Here's the word cloud from Paul Ryan's speech

RNC Convention Day 1 - Ugly

Tuesday, August 29 was the first day of the RNC convention. As part of their proceedings, they released their education platform, which takes a sideswipe at educators

Parents are responsible for the education of their children. We do not believe in a one size fits all approach to education and support providing broad education choices to parents and children at the State and local level. Maintaining American preeminence requires a world-class system of education, with high standards, in which all students can reach their potential. Today’s education reform movement calls for accountability at every stage of schooling. It affirms higher expectations for all students and rejects the crippling bigotry of low expectations. It recognizes the wisdom of State and local control of our schools, and it wisely sees consumer rights in education – choice – as the most important driving force for renewing our schools.
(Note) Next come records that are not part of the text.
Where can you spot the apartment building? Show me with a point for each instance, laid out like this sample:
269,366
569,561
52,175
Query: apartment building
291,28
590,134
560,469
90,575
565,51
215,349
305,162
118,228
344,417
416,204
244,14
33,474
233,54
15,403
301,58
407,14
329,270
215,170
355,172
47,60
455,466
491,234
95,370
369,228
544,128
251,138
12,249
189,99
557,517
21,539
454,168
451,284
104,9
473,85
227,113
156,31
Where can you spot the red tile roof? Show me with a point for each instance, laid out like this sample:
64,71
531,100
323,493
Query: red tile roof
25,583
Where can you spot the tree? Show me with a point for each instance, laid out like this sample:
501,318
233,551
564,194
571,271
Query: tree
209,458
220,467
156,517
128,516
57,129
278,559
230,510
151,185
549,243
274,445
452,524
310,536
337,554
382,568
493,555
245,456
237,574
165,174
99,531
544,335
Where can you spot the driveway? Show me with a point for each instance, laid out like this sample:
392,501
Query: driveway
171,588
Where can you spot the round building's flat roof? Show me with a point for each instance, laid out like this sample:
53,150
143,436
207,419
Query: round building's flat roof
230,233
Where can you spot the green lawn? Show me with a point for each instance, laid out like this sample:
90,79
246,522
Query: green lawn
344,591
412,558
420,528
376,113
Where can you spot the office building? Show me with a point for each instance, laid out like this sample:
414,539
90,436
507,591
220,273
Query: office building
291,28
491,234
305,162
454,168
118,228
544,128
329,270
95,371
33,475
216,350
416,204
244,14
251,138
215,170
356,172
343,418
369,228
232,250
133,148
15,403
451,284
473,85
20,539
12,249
Education is much more than schooling. It is the whole range of activities by which families and communities transmit to a younger generation, not just knowledge and skills, but ethical and behavioral norms and traditions. It is the handing over of a personal and cultural identity. That is why education choice has expanded so vigorously. It is also why American education has, for the last several decades, been the focus of constant controversy, as centralizing forces outside the family and community have sought to remake education in order to remake America. They have not succeeded, but they have done immense damage.

Privatization and "choice" also take prominent position in the platform, as Ed Week notes

•Doesn't see more money as the solution for improving education. That tracks with the budget proposed by the presumptive veep nominee, U.S. Rep. Paul Ryan, of Wisconsin, which calls for big cuts in domestic discretionary spending, the category that includes education.
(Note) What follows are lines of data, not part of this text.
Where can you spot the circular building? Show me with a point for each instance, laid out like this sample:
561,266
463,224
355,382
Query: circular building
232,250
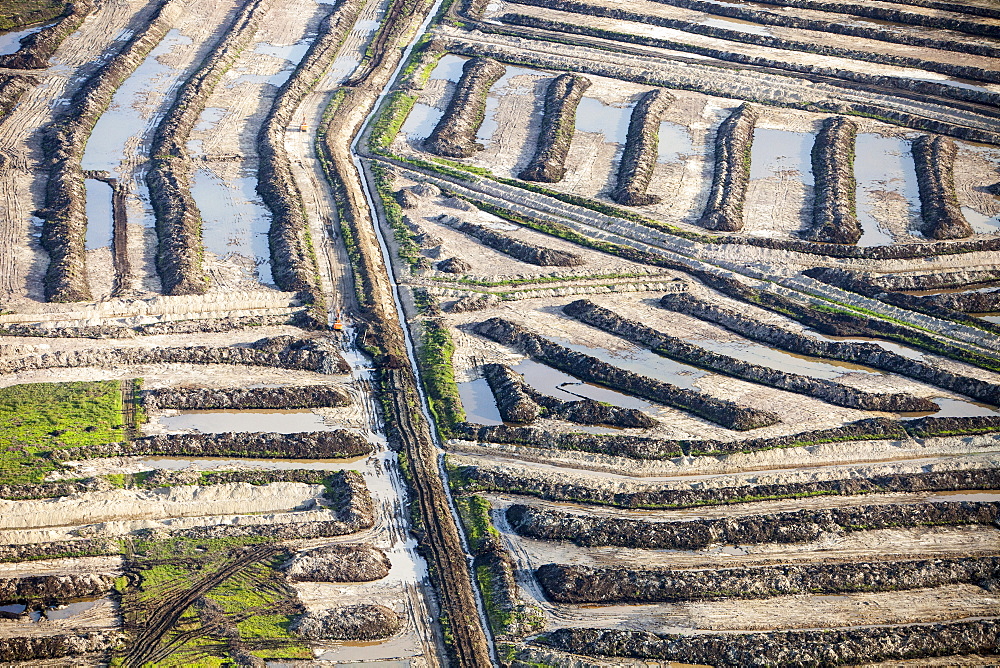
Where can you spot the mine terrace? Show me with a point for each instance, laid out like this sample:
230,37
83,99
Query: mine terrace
521,333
•Pushes what does works in the GOP view instead of more funding: accountability on the part of administrators, parents and teachers; higher academic standards; programs that support the development of character and financial literacy; and periodic testing in math, science, reading, history, and geography.

•Calls for rigorous academic standards, but doesn't actually mention the words "Common Core State Standards Initiative." Instead, it "affirms higher expectations for all students and rejects the crippling bigotry of low expectations."
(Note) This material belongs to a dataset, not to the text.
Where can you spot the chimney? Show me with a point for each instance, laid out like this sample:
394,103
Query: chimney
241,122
The biggest news from day 1 of the RNC Convention had little to do with education at all. According to widespread media reports, an attendee at the Republican National Convention threw nuts at a black camerawoman working for CNN and said “This is how we feed animals”.

This shocking and ugly event followed on from an earlier event that was similarly ugly

Zoraida Fonalledas, the chairwoman of the Committee on Permanent Organization—took her turn at the main-stage lectern. As she began speaking in her accented English, some in the crowd started shouting “U.S.A.! U.S.A.!”
[...]
RNC chairman Reince Priebus quickly stepped up and asked for order and respect for the speaker, suggesting that, yeah, what we had just seen might well have been an ugly outburst of nativism

The video of the event is here.

Later in the evening Ann Romney spoke, and so did Governor Christie - both appearing to speak at cross purposes.

Ann Romney at the Republican National Convention tonight:

Tonight I want to talk to you about love. I want to talk to you about the deep and abiding love I have for a man I met at a dance many years ago. And the profound love I have, and I know we share, for this country. I want to talk to you about that love so deep only a mother can fathom it — the love we have for our children and our children's children.

Chris Christie, 20 minutes later:

But I have learned over time that it applies just as much to leadership. In fact, I think that advice applies to America today more than ever. I believe we have become paralyzed by our desire to be loved.

While Ohio Governor John Kasich didn't speak of love, he did espousethe economic recovery in Ohio. He failed to mention however, the repeal of SB5 and his own budget that has caused a school funding crisis and local tax hikes.

So that was an eventful day 1. Probably a day the GOP would like to have back.